I wish I was reading, at this point, a Democratic plan to replace “norms” with laws. We have the knowledge of how these norms were broken in the first Trump administration and we have Project 2025 as references. But I’m not aware of any organized plan by Dems to tighten loopholes or replace norms with laws. Do plans even exist? Are there people working on this? If not, why not?

VALERIE MELUSKEY's avatar

We certainly have qualified people elected to the House and Senate to do what you suggest. If or when the Democrats win majorities, let us advocate increasing the funds for staffing some of these brilliant legal minds. E.G. Jamie Raskin, Sheldon Whitehouse, Eric Swalwell, etc.

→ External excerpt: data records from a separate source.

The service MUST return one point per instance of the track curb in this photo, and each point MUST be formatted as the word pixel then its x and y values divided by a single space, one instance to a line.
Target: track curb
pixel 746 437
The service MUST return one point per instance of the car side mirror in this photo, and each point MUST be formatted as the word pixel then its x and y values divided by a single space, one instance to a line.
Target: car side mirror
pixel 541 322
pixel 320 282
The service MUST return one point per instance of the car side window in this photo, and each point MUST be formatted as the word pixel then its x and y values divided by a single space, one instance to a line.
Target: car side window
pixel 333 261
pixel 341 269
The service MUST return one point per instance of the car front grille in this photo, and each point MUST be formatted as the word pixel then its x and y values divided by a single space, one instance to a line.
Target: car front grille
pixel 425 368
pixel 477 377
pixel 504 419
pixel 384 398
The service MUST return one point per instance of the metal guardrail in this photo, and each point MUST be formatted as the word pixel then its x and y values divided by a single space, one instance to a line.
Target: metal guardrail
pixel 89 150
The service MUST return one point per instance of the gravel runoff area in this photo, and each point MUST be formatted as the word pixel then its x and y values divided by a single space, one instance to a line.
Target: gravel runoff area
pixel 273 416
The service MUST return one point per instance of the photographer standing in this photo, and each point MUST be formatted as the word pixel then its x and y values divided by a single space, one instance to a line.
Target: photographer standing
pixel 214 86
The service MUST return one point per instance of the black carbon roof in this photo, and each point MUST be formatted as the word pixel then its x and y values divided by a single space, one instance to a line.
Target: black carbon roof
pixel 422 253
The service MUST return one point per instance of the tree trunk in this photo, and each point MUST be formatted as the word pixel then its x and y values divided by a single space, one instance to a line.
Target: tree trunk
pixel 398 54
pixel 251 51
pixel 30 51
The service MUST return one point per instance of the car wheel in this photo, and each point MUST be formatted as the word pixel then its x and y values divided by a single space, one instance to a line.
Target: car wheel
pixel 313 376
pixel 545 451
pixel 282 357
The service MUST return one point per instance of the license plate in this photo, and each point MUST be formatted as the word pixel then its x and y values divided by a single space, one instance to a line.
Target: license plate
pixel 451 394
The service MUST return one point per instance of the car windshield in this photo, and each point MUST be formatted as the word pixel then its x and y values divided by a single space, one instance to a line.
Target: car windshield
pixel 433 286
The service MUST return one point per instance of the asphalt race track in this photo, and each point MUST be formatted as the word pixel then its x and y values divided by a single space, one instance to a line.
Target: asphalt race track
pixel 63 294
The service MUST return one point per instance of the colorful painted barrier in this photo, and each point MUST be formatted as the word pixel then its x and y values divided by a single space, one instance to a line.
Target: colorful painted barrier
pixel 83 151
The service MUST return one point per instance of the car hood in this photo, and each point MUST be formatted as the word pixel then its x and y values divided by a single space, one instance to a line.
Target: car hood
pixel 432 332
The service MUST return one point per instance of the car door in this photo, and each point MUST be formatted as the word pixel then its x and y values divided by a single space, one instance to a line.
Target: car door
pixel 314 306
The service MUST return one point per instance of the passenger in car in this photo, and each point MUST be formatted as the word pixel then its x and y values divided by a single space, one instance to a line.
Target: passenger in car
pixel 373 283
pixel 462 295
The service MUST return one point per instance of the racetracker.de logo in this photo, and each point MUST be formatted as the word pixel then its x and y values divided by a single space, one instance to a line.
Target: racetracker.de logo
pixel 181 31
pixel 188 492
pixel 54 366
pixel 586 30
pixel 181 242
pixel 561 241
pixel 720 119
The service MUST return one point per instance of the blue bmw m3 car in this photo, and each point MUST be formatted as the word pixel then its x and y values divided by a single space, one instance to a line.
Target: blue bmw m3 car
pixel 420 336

Kathleen Dintaman's avatar

It is a program of ethnic cleansing. Trump sponsored.

Linda's avatar

And let’s add all the contributions Somali immigrants make, economically and culturally.

Bill Whitten's avatar

At the core of all of the problems with immigration everywhere is that of identity. Everyone understands it at a deep, visceral level, but it’s devilishly difficult to define at an intellectual one. It boils down to the question of “Do you want to be an [American] of [Somali] heritage or do you want to be [Somali] living in America?”These are very different. The MAGAs answer is to adopt such a cramped, narrow view of an “American” identity that nobody can qualify. The immigration advocates, on the other hand, fail to grapple with the question at all.

You have to visualize a Venn diagram with the two sets of cultures/values and how much they overlap. The more overlap the better. Unfortunately, we tend to focus excessively on more superficial cultural trappings than on core humanity of caring for each other.

Ian Ogard's avatar

Your Venn diagram approach reminded me of learning about how America was a "melting pot" when I was in the 2nd grade. The teacher, Miss Betagh, told all of us kids about what a good thing that was. Sixty years later, I still believe it. I wonder about the rest of my classmates... And I wonder what 2nd graders are being taught these days.

Bill Whitten's avatar

The whole “melting pot” thing was a poor metaphor. It’s more useful to to think in terms of “cultural friction”. By and large, pleasurable things like food, art, and music cross cultures easily and are not friction points. However, core values like religion or gender roles are far less flexible and more likely to be friction points. If cultures insist on trying to impose their values on others rather than accepting a live and let live/respectfully agree to disagree attitude, then compatible coexistence is impossible.

Mark Steinberg's avatar

Again this shows us that Trump/Miller/Noem will stop at nothing to achieve their nefarious aims.

Susan Linehan's avatar

I have been arguing forever the Congress needs to reconstitute immigration courts as Article 3 courts. Right now the fox is guarding the hen house. As I often mention, when ICE was simply telling judges someone had to be deported, one judge commented "we all have bosses." I have no idea whether judges in immigration court are subject to ethical rules, but that high a rejection of asylum has to mean that the judge is not actually analyzing the cases before her. Someone needs to pull her decisions (FOIA?? or easily available?) to see how she is documenting them.

Clearly getting the immigration courts into Article 3 is work that won't happen till we have a different president. Investigation into the validity of the judge's work could begin as soon as someone with investigative skills gets going.

Hubert Francis's avatar

All of this brought on by SCOTUS! There’s not sufficient conversation about it and the long term effect of its criminalization of the rule of law.

Jim from New Jersey's avatar

Where is the Justice Department attorney who wants to stand on the Shoulders of Joseph N. Welsch, the Army Attorney who stood up to Senator Joseph McCarthy? To paraphrase the late Charlie Munger "we all know who is swimming naked when the tide goes out" and that describes the lawyers in the Justice Department and the lawyers of the the FBI, ICE and HS. Its easy to swear an oath to the Constitution. It is quite another to actually act on that oath. Democracy is in the streets not in the halls od Justice.

Erica DiPirro's avatar

Haitians are next too with revoking TPS and I’m sure this terrible judge will be called on to be horrific to those migrants as well.